NINE banks including Barclays, HSBC and Royal Bank of Scotland agreed a settlement of more than £1.3 billion with US investors yesterday over foreign exchange rate-rigging claims.
Bank of America, BNP Paribas, Citi, Goldman Sachs, JP Morgan and UBS were also part of the settlement, according to law firm Hausfeld — which said the deal was “just the beginning.”
The settlement is the latest payout global lenders have been forced to make after being slapped with billions of pounds in fines by regulators over the forex scandal.
However Hausfeld added that there would also need to be “concerted action” in London to pursue compensation for investors outside the US.
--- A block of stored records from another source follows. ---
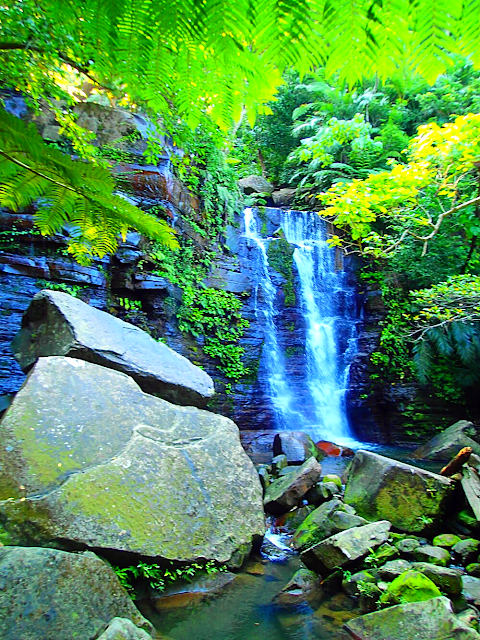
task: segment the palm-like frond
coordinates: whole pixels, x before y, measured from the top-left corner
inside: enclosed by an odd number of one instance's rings
[[[75,162],[45,145],[34,125],[0,109],[0,204],[14,211],[37,202],[36,224],[45,234],[74,225],[70,250],[81,262],[116,250],[120,235],[135,228],[174,248],[166,222],[115,195],[107,168]]]

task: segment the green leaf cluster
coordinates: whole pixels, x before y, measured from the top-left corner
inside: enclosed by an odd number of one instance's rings
[[[13,211],[36,204],[43,235],[69,227],[68,250],[88,264],[115,252],[131,227],[171,248],[172,229],[114,193],[107,167],[75,161],[44,144],[33,124],[0,109],[0,205]]]

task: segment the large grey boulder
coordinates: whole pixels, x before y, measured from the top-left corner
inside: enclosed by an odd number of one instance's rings
[[[452,603],[443,596],[367,613],[344,628],[355,640],[480,639],[480,634],[454,615]]]
[[[247,196],[252,193],[272,193],[273,187],[262,176],[247,176],[246,178],[240,178],[238,186]]]
[[[93,640],[116,617],[152,630],[113,570],[90,551],[0,549],[3,640]],[[141,633],[149,638],[146,631]]]
[[[264,533],[231,420],[60,356],[38,360],[0,425],[0,499],[16,544],[227,562]]]
[[[451,487],[436,473],[360,450],[349,469],[345,502],[367,520],[386,519],[416,533],[440,519]]]
[[[280,515],[296,507],[317,482],[321,471],[322,467],[315,458],[309,458],[294,471],[272,482],[265,491],[265,511]]]
[[[471,447],[474,453],[480,455],[480,444],[476,440],[478,433],[475,425],[468,420],[459,420],[416,449],[413,457],[417,460],[450,460],[463,447]]]
[[[71,356],[132,376],[147,393],[204,407],[215,392],[205,371],[145,331],[61,291],[32,299],[12,341],[24,371],[42,356]]]
[[[309,569],[321,575],[338,567],[348,566],[366,556],[388,540],[391,524],[386,520],[341,531],[310,547],[301,555]]]

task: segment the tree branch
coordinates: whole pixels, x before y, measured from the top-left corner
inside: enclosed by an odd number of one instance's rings
[[[46,51],[45,49],[41,49],[40,47],[31,46],[28,42],[0,42],[0,53],[2,51],[5,51],[5,52],[8,52],[8,51],[34,51],[35,53],[48,53],[48,51]],[[64,55],[61,52],[56,52],[56,55],[59,58],[59,60],[61,60],[63,63],[70,65],[71,67],[73,67],[79,73],[81,73],[84,76],[86,76],[89,80],[91,80],[92,82],[97,84],[102,89],[106,89],[107,91],[111,91],[112,93],[115,92],[115,89],[113,87],[109,87],[109,86],[104,85],[101,82],[99,82],[94,76],[91,75],[90,71],[85,66],[80,64],[79,62],[76,62],[75,60],[72,60],[72,58],[69,58],[68,56]]]

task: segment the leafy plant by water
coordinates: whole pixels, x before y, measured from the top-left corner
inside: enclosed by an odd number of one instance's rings
[[[183,567],[176,567],[173,564],[160,566],[139,562],[136,566],[118,567],[113,566],[113,570],[122,586],[128,591],[131,597],[135,596],[135,586],[140,581],[145,581],[149,587],[155,591],[165,591],[165,589],[177,581],[190,582],[196,575],[213,575],[219,571],[226,571],[225,565],[217,565],[213,560],[205,564],[193,562]]]

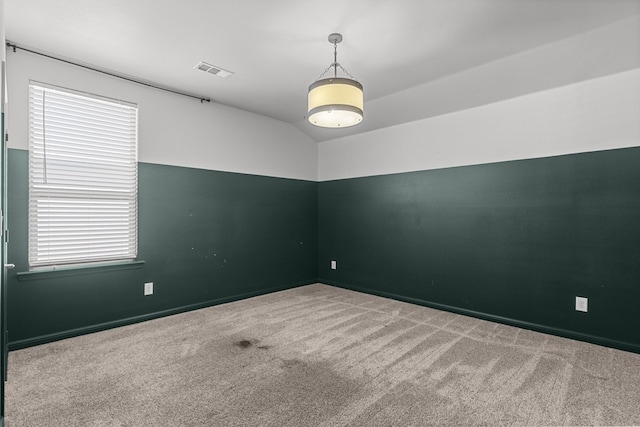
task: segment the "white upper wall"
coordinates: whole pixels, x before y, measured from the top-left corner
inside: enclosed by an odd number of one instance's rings
[[[639,34],[634,16],[395,94],[414,121],[320,143],[319,180],[638,146]]]
[[[140,161],[210,170],[327,181],[640,145],[640,68],[316,144],[232,107],[20,50],[6,59],[9,147],[24,150],[30,79],[137,103]]]
[[[640,69],[327,141],[318,179],[640,146]]]
[[[293,125],[7,51],[9,148],[28,150],[29,80],[138,104],[141,162],[315,181],[317,144]]]

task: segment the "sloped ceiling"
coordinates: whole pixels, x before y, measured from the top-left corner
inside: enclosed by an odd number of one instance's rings
[[[8,41],[282,120],[316,141],[637,67],[627,50],[639,17],[640,0],[5,0]],[[572,49],[590,48],[571,40],[597,44],[598,31],[618,27],[620,54],[585,70],[592,62]],[[349,129],[305,120],[332,32],[344,35],[339,62],[365,87],[365,120]],[[536,54],[552,44],[563,46],[556,56]],[[195,70],[200,61],[235,75]]]

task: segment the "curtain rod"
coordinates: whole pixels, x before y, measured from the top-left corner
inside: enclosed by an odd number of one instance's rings
[[[7,41],[7,47],[9,47],[9,48],[13,49],[13,52],[14,52],[14,53],[15,53],[16,49],[20,49],[20,50],[24,50],[25,52],[33,53],[33,54],[35,54],[35,55],[44,56],[44,57],[46,57],[46,58],[54,59],[54,60],[56,60],[56,61],[64,62],[64,63],[66,63],[66,64],[75,65],[76,67],[85,68],[85,69],[87,69],[87,70],[95,71],[95,72],[97,72],[97,73],[106,74],[106,75],[108,75],[108,76],[116,77],[116,78],[118,78],[118,79],[127,80],[127,81],[129,81],[129,82],[137,83],[137,84],[139,84],[139,85],[152,87],[152,88],[154,88],[154,89],[164,90],[164,91],[166,91],[166,92],[175,93],[175,94],[177,94],[177,95],[187,96],[187,97],[189,97],[189,98],[199,99],[199,100],[200,100],[200,103],[204,103],[204,102],[211,102],[211,98],[204,98],[204,97],[202,97],[202,96],[191,95],[191,94],[186,93],[186,92],[180,92],[180,91],[178,91],[178,90],[173,90],[173,89],[169,89],[169,88],[166,88],[166,87],[157,86],[157,85],[154,85],[154,84],[151,84],[151,83],[143,82],[143,81],[141,81],[141,80],[133,79],[133,78],[131,78],[131,77],[125,77],[125,76],[120,75],[120,74],[110,73],[110,72],[108,72],[108,71],[104,71],[104,70],[101,70],[101,69],[99,69],[99,68],[90,67],[90,66],[88,66],[88,65],[83,65],[83,64],[80,64],[80,63],[77,63],[77,62],[69,61],[69,60],[67,60],[67,59],[62,59],[62,58],[58,58],[58,57],[56,57],[56,56],[47,55],[46,53],[42,53],[42,52],[38,52],[38,51],[35,51],[35,50],[27,49],[27,48],[25,48],[25,47],[18,46],[18,45],[16,45],[15,43],[11,43],[10,41]]]

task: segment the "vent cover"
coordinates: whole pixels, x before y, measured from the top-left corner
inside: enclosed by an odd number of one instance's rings
[[[196,70],[204,71],[205,73],[213,74],[214,76],[218,76],[222,79],[226,79],[227,77],[231,77],[235,74],[233,71],[225,70],[224,68],[208,64],[204,61],[200,62],[193,68],[195,68]]]

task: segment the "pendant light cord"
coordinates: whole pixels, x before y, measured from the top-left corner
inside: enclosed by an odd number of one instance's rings
[[[326,70],[324,70],[322,72],[322,74],[320,74],[318,76],[318,78],[316,79],[316,81],[322,79],[328,72],[330,69],[333,68],[333,77],[337,78],[338,77],[338,67],[340,67],[340,69],[342,70],[343,73],[345,73],[347,76],[349,76],[349,78],[351,80],[355,80],[358,81],[358,79],[356,79],[355,77],[353,77],[351,75],[350,72],[348,72],[342,65],[340,65],[340,63],[338,62],[338,42],[333,42],[333,63],[331,65],[329,65],[327,67]]]
[[[340,67],[342,68],[342,67]],[[333,77],[338,77],[338,42],[333,42]]]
It alleges that the world’s largest banks conspired to fix prices in the foreign exchange market from 2003.
Those banks involved in the latest settlement have also agreed to co-operate with investors in their ongoing litigation against 12 other firms, Hausfeld said.
The settlement is subject to approval by a judge.
Anthony Maton, managing partner at Hausfeld in London, said: “The extent of collusive conduct in the FX market is now clear.
“US investors will see compensation from these settlements. Others will not.
“There is no doubt that anyone who traded FX in or through the London or Asian markets — which transact trillions of dollars of business every day — will have suffered a significant loss as a result of the actions of the banks.
“Compensation for these losses will require concerted action in London.” Barclays, HSBC and RBS all declined to comment.